### Intro: how to use tf.data and how to compare it to other methods

In [12]:
#Tensorflow
from tensorflow.keras.preprocessing.image import ImageDataGenerator
from tensorflow.keras.datasets import cifar100
from tensorflow.data import AUTOTUNE
import tensorflow as tf
#others
from imutils import paths
import numpy as np
import time
import os

#### 1. Create a function to benchmark time

In [3]:
def benchmark(datasetGen, numSteps):
    start = time.time()

    for i in range(0, numSteps):
        (images, labels) = next(datasetGen) #Use the "next" function from python to get each batch of data
    
    end = time.time()
    return(end-start) #Difference between the time it started and the above loop finishes

#### 2. Get the data

In [4]:
BS = 64
NUM_STEPS = 5000
((trainX, trainY), (testX, testY)) = cifar100.load_data()

Downloading data from https://www.cs.toronto.edu/~kriz/cifar-100-python.tar.gz


#### 3. Program ImageDataGenerator

In [5]:
imageGen = ImageDataGenerator() #initialize it
dataGen = imageGen.flow(x=trainX, y=trainY, batch_size=64, shuffle=True)

#### 4. Program tf.data

In [6]:
dataset = tf.data.Dataset.from_tensor_slices((trainX, trainY))
dataset = (dataset.shuffle(1024).cache().repeat().batch(BS).prefetch(AUTOTUNE))
datasetGen = iter(dataset) #create a dataset iterator that goes trough the time function

#.shuffle: Builds a buffer of 1024 elements from the dataset and shuffles it.
#.cache(): Caches the result.

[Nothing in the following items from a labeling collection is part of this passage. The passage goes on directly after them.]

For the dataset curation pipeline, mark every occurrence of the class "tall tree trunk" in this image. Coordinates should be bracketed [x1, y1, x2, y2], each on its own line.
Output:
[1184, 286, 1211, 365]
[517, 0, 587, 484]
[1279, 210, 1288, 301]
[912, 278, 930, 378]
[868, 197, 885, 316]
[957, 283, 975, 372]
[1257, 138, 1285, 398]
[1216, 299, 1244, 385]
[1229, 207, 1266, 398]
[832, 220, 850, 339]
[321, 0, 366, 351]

This makes subsequent data reads/accesses faster.
#.repeat(): loops through batches of data.
#.prefetch(): Builds batches of data behind the scenes. Improves through/put rate.

#### 5. Evaluate the methods

In [7]:
totalTime_idg = benchmark(dataGen, NUM_STEPS)
print("total time tf method:", BS*NUM_STEPS, totalTime_idg)

total time tf method: 320000 10.27061939239502


In [8]:
totalTime_tf = benchmark(datasetGen, NUM_STEPS)
print("total time tf method:", BS*NUM_STEPS, totalTime_tf)

total time tf method: 320000 1.52409029006958


###### So, tf.data() takes 1.52409029006958 seconds to go through all data. This is 6.7 times faster.

#### But, how do we use tf.data() when the data is on disk?

In [17]:
np.array(sorted(os.listdir("G:/pyimage_univ/CNN_tf/tf.data/fruits")))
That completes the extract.